Lutte contre la corruption : Retour sur l’alerte de David Cameron, il y a dix ans (Transparency International)

Il y a plus de dix ans, le Premier ministre britannique de l’époque, David Cameron, affirmait que «le lobbying dans ce pays devient incontrôlable». Des mois plus tard, en entrant dans Downing Street, lui et ses partenaires de la coalition ont juré de nettoyer la politique.

 

Il y a une ironie amère que le même homme est maintenant au centre d’un grand scandale de lobbying lui-même – un scandale qui expose de manière frappante les insuffisances de ses réformes pendant son mandat.

Merci aux journalistes d’investigation, voici ce que nous savons jusqu’à présent:

L’année dernière, Cameron a utilisé des canaux privés pour faire pression sur les hauts fonctionnaires du gouvernement afin d’obtenir des prêts d’urgence COVID-19 pour une société nommée Greensill, qui a fourni le financement de la chaîne d’approvisionnement et l’a employé comme conseiller.
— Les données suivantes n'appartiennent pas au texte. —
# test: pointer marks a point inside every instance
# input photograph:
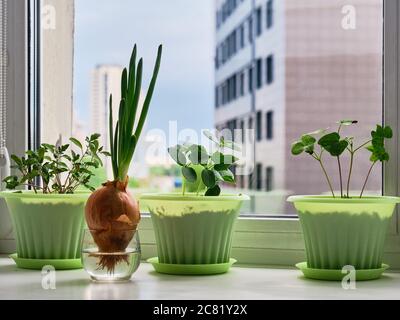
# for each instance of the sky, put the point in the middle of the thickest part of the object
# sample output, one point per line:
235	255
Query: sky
105	32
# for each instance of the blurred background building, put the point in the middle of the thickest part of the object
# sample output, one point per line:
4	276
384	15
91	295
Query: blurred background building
288	67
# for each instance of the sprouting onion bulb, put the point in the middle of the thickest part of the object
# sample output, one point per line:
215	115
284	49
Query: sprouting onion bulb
112	214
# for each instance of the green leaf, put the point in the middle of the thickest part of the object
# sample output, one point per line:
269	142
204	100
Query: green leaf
219	158
331	142
228	176
209	178
388	132
232	145
124	83
297	148
177	155
149	95
218	176
16	159
198	154
189	174
328	139
76	142
211	136
213	192
347	122
307	139
94	136
221	166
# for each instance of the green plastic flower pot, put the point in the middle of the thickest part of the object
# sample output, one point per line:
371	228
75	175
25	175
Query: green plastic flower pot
47	226
193	229
339	232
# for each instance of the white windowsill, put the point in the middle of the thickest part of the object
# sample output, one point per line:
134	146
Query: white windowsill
240	283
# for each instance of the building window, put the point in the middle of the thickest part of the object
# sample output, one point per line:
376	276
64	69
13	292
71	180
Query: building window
216	97
250	22
259	73
242	130
241	86
250	79
234	87
270	69
270	125
241	34
250	182
259	176
270	14
224	93
258	21
269	179
259	125
241	182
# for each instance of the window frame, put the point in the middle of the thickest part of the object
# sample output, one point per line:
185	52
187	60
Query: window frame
258	239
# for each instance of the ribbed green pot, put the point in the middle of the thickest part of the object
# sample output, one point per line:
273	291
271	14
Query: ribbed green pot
339	232
193	229
47	226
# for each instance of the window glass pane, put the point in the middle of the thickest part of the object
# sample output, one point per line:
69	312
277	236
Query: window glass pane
313	63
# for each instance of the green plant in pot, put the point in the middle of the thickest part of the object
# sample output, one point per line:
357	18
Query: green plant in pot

L’ancien Premier ministre détenait également des parts de Greensill, ce qui signifie qu’il avait un intérêt financier personnel dans le résultat de la décision du Trésor.

 

Si ses efforts ont été infructueux, des textes publiés entre Cameron et l’actuel chancelier Rishi Sunak montrent que ce dernier avait «poussé» ses collègues du Trésor à aider Greensill. Cameron admet maintenant que ses demandes auraient dû passer par les «canaux les plus formels», mais soutient qu’il n’a enfreint aucune règle gouvernementale.

 

Nous savons également maintenant que Lex Greensill, le fondateur de l’entreprise, a été nommé conseiller gouvernemental non rémunéré pendant le mandat de Cameron. Il détenait même une carte de visite prétendant être un conseiller du premier ministre lui-même.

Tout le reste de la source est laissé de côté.